The model will set apart this fraction of the training data,
will not train on it, and will evaluate
the loss and any model metrics
on this data at the end of each epoch.
validation_data: (x_val, y_val) tuple on which to evaluate
the loss and any model metrics
at the end of each epoch.

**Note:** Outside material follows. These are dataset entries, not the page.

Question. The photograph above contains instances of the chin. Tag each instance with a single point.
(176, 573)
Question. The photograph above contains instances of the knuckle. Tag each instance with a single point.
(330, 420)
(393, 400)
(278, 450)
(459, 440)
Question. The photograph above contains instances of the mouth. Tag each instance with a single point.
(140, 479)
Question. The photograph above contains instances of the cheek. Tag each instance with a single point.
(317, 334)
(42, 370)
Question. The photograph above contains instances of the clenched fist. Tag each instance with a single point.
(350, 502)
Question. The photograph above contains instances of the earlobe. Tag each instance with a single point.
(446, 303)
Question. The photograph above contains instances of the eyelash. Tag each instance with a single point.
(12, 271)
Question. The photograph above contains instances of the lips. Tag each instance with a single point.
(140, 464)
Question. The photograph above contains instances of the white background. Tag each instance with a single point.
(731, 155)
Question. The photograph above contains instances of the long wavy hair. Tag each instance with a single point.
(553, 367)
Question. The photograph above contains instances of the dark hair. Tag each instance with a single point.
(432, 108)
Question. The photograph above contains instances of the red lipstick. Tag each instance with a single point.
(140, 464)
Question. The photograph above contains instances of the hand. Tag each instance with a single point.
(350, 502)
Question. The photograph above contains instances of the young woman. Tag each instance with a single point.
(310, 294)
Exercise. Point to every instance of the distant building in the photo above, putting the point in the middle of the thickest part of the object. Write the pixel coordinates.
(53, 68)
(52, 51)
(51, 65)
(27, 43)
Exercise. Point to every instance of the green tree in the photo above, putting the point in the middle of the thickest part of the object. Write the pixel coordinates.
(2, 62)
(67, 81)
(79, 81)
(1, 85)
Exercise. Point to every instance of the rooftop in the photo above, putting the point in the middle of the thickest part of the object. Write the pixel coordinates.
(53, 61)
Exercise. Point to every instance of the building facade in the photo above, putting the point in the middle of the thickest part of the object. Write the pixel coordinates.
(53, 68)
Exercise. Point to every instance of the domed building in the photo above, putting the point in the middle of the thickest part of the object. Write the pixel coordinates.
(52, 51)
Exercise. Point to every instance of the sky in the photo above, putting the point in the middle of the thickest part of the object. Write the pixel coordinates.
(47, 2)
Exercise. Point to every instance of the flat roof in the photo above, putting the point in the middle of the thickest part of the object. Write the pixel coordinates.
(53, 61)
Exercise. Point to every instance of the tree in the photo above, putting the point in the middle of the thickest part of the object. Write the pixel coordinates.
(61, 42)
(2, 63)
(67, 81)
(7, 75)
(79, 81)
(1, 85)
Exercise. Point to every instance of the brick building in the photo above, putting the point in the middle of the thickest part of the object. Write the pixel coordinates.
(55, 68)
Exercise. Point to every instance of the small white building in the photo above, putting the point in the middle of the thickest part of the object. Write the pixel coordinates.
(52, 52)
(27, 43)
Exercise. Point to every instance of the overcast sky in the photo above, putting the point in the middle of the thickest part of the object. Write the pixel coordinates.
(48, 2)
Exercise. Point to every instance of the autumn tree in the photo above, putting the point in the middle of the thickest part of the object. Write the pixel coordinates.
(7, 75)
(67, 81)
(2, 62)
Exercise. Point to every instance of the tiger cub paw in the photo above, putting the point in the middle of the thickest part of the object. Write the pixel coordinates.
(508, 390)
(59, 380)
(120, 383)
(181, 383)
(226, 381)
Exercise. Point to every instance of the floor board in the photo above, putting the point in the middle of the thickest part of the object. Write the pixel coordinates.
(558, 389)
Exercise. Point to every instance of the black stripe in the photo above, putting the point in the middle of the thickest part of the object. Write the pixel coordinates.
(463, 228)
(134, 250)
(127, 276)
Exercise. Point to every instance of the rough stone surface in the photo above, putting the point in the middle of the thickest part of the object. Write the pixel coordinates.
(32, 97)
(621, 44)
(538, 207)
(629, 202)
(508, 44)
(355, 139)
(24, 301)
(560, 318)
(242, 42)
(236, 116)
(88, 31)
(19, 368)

The model will not
be trained on this data.
shuffle: boolean, whether to shuffle the training data
before each epoch.
initial_epoch: epoch at which to start training
(useful for resuming a previous training run)
seed: random seed.
optimizer: training optimizer
loss: training loss
metrics: list of functions with signatures `metric(y_true, y_pred)`
where y_true and y_pred are both Tensors
# Returns
list of OrderedDicts with training metrics
"""
if seed and seed >= 0:
torch.manual_seed(seed)
# Prepare validation data
if validation_data:
X_val, y_val = validation_data
elif validation_split and 0. < validation_split < 1.:
split = int(X.size()[0] * (1. - validation_split))

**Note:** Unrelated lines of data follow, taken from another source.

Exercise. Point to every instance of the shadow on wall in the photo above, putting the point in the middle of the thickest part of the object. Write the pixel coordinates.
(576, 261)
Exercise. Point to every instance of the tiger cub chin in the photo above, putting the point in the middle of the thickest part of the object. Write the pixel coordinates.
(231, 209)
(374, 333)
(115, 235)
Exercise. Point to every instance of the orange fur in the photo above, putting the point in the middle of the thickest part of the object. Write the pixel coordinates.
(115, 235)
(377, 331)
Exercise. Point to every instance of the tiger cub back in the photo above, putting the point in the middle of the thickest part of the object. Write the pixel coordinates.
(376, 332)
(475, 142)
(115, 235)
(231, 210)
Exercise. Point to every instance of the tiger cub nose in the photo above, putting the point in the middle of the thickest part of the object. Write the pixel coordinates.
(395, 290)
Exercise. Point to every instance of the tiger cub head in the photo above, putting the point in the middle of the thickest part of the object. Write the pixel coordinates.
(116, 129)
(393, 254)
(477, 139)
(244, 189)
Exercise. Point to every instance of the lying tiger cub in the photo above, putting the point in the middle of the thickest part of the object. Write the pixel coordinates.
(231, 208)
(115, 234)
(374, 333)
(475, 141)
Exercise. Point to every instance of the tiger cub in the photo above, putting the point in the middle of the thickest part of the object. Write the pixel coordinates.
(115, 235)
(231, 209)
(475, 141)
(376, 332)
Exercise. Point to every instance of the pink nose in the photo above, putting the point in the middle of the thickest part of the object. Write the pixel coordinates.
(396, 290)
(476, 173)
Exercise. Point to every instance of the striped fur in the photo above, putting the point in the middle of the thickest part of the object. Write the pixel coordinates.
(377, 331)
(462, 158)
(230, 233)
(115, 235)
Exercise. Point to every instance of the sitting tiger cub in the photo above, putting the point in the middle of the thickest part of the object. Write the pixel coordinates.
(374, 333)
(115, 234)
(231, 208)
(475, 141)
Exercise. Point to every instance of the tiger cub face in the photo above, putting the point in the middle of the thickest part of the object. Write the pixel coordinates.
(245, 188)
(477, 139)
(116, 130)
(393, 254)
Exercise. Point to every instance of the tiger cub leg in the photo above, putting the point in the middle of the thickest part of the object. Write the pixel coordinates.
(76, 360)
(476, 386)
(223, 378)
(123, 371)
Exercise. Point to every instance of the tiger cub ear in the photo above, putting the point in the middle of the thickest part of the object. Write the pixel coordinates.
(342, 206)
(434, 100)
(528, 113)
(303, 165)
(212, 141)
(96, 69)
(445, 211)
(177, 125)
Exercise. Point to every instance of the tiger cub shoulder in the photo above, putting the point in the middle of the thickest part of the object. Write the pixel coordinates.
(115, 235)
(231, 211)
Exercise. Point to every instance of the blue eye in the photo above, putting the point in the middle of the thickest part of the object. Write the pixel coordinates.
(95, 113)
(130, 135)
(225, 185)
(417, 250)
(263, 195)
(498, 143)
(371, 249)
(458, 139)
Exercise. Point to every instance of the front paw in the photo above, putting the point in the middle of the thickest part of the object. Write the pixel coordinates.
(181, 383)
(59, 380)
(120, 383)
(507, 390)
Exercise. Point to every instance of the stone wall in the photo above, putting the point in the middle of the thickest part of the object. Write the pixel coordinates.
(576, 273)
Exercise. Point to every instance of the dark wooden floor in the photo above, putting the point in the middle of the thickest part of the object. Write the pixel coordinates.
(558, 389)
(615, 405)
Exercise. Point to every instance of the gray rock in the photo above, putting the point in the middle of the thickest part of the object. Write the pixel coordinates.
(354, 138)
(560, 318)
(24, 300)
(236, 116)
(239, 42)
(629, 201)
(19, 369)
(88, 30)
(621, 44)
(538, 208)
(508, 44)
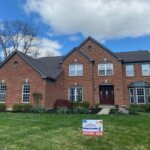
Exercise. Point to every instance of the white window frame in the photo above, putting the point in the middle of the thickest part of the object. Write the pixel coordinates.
(132, 95)
(105, 66)
(145, 71)
(1, 93)
(139, 95)
(75, 94)
(147, 95)
(76, 66)
(128, 71)
(25, 93)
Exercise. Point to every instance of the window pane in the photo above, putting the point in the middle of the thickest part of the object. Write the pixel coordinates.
(79, 94)
(2, 93)
(146, 69)
(75, 94)
(26, 93)
(72, 70)
(129, 70)
(131, 95)
(140, 95)
(72, 94)
(76, 70)
(79, 69)
(105, 69)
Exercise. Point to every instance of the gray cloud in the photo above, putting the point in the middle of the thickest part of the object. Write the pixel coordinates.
(102, 19)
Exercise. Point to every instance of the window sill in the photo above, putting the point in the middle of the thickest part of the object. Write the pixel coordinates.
(25, 102)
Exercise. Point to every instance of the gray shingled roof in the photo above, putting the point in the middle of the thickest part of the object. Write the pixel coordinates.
(135, 56)
(49, 67)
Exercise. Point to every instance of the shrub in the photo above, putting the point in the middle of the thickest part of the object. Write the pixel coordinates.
(17, 108)
(139, 108)
(63, 110)
(62, 103)
(85, 104)
(113, 111)
(81, 110)
(97, 105)
(26, 107)
(75, 104)
(2, 107)
(39, 110)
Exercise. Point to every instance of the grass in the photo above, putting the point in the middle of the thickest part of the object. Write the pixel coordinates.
(19, 131)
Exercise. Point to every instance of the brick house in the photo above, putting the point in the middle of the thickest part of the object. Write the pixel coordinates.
(90, 72)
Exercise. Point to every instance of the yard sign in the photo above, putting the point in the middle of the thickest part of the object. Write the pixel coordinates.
(92, 127)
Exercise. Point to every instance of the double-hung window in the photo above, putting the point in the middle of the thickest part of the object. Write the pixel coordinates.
(26, 93)
(148, 95)
(76, 69)
(105, 69)
(75, 94)
(140, 95)
(129, 70)
(131, 94)
(2, 92)
(145, 69)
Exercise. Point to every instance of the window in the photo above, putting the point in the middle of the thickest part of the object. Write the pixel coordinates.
(148, 95)
(131, 94)
(26, 93)
(129, 70)
(75, 94)
(76, 70)
(105, 69)
(145, 69)
(140, 94)
(2, 92)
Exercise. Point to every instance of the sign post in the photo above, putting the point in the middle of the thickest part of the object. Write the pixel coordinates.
(92, 127)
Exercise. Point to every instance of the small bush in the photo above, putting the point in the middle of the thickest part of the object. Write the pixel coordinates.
(113, 111)
(2, 107)
(38, 110)
(139, 108)
(81, 110)
(62, 103)
(17, 108)
(97, 105)
(63, 110)
(75, 104)
(85, 104)
(26, 107)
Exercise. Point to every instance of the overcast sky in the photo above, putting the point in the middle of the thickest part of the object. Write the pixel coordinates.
(121, 25)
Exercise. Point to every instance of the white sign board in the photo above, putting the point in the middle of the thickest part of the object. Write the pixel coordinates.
(92, 127)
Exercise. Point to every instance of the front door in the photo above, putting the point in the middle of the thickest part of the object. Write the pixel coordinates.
(106, 94)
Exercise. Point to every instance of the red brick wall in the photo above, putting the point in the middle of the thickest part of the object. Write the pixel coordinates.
(91, 92)
(99, 54)
(136, 78)
(15, 78)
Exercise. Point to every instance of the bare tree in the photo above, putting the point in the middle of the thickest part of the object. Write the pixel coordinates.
(17, 35)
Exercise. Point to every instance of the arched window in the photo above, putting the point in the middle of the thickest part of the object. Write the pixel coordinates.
(3, 92)
(26, 93)
(76, 69)
(105, 69)
(75, 94)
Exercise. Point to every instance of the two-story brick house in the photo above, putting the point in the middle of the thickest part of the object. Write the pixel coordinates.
(90, 72)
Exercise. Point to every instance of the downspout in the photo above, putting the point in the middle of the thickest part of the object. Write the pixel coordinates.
(93, 88)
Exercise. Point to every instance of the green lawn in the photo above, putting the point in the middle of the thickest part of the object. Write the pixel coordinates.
(19, 131)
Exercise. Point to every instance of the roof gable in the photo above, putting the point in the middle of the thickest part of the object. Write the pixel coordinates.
(81, 52)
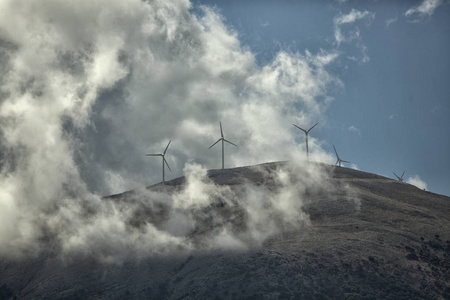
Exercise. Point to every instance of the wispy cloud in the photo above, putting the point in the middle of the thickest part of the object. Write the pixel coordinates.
(416, 181)
(426, 8)
(388, 22)
(353, 34)
(264, 24)
(354, 129)
(88, 89)
(392, 117)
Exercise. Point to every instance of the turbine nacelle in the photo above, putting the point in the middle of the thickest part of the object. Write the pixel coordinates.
(222, 139)
(306, 135)
(164, 159)
(401, 177)
(339, 160)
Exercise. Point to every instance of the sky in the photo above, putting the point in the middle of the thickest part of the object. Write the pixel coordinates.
(88, 88)
(392, 110)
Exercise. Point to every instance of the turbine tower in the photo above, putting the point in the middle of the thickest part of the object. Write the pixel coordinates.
(306, 134)
(164, 159)
(401, 177)
(223, 140)
(339, 160)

X, X_val = X[:split], X[split:]
y, y_val = y[:split], y[split:]
else:
X_val, y_val = None, None
# Build DataLoaders
train_data = get_loader(X, y, batch_size, shuffle)
# Compile optimizer
opt = optimizer(self.parameters())
# Run training loop
logs = []
self.train()
for t in range(initial_epoch, epochs):
if verbose:
print("Epoch {0} / {1}".format(t+1, epochs))
# Setup logger
if verbose:
pb = ProgressBar(len(train_data))
log = OrderedDict()
epoch_loss = 0.0
# Run batches
for batch_i, batch_data in enumerate(train_data):
# Get batch data
X_batch = Variable(batch_data[0])
y_batch = Variable(batch_data[1])
# Backprop
opt.zero_grad()
y_batch_pred = self(X_batch)
batch_loss = loss(y_batch_pred, y_batch)
batch_loss.backward()
opt.step()
# Update status
epoch_loss += batch_loss.data
log['loss'] = float(epoch_loss) / (batch_i + 1)
if verbose:
pb.bar(batch_i, log_to_message(log))
# Run metrics
if metrics:
y_train_pred = self.predict(X, batch_size)

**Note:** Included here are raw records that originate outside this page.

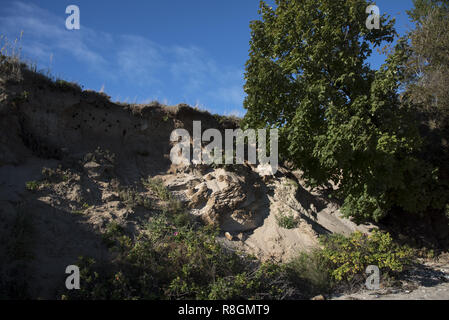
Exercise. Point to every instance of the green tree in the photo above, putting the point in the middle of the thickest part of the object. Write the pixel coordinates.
(426, 87)
(340, 121)
(423, 8)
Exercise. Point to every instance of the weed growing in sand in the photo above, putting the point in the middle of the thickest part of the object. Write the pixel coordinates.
(32, 185)
(67, 86)
(10, 65)
(286, 221)
(132, 199)
(84, 207)
(157, 186)
(169, 261)
(341, 262)
(22, 232)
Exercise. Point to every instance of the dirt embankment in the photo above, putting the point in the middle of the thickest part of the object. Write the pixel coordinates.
(72, 162)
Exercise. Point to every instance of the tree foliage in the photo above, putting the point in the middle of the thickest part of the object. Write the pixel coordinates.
(340, 121)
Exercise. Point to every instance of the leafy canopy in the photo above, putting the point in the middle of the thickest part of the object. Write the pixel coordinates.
(340, 121)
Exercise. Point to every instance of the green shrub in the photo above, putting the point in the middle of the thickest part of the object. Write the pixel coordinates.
(157, 186)
(67, 86)
(286, 221)
(350, 256)
(177, 262)
(32, 185)
(310, 272)
(132, 199)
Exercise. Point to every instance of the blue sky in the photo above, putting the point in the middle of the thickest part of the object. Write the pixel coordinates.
(173, 51)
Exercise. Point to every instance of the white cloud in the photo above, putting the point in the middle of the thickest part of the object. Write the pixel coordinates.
(186, 71)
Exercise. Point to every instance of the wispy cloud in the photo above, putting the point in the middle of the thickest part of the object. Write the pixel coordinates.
(169, 71)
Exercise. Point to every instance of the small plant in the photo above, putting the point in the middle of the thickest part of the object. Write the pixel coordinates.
(132, 199)
(157, 186)
(112, 234)
(32, 185)
(67, 86)
(286, 221)
(56, 175)
(19, 247)
(349, 257)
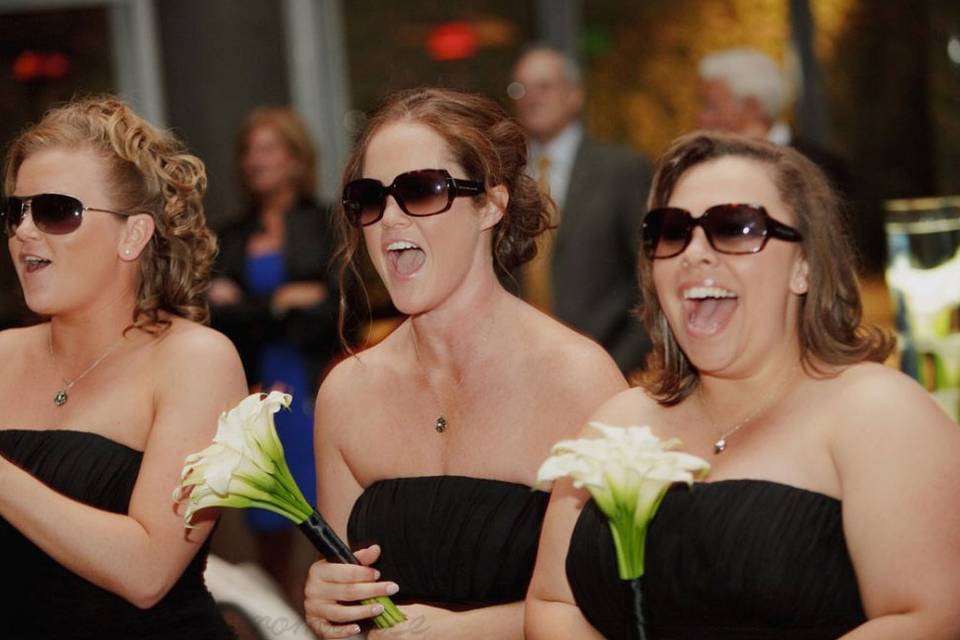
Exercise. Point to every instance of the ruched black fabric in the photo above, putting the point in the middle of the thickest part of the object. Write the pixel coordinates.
(42, 599)
(733, 559)
(452, 540)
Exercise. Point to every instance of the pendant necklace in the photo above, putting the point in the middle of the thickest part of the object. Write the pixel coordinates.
(61, 397)
(440, 424)
(720, 445)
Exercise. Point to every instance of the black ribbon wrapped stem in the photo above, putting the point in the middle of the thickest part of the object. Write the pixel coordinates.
(326, 540)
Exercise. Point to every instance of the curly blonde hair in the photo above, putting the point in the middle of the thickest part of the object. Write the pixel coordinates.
(151, 172)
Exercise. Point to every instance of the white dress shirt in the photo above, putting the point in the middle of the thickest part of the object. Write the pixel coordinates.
(562, 151)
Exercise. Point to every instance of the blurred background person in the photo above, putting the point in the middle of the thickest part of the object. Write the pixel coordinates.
(103, 400)
(742, 90)
(585, 271)
(275, 296)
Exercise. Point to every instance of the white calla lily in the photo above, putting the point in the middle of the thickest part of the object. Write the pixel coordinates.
(627, 471)
(245, 467)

add_metrics_to_log(log, metrics, y, y_train_pred)
if X_val is not None and y_val is not None:
y_val_pred = self.predict(X_val, batch_size)
val_loss = loss(Variable(y_val_pred), Variable(y_val))
log['val_loss'] = val_loss.data
if metrics:
add_metrics_to_log(log, metrics, y_val, y_val_pred, 'val_')
logs.append(log)
if verbose:
pb.close(log_to_message(log))
return logs
def predict(self, X, batch_size=32):
"""Generates output predictions for the input samples.
Computation is done in batches.
# Arguments
X: input data Tensor.
batch_size: integer.
# Returns
prediction Tensor.
"""
# Build DataLoader
data = get_loader(X, batch_size=batch_size)
# Batch prediction
self.eval()
r, n = 0, X.size()[0]
for batch_data in data:
# Predict on batch
X_batch = Variable(batch_data[0])
y_batch_pred = self(X_batch).data
# Infer prediction shape
if r == 0:
y_pred = torch.zeros((n,) + y_batch_pred.size()[1:])
# Add to prediction tensor
y_pred[r : min(n, r + batch_size)] = y_batch_pred
r += batch_size
return y_pred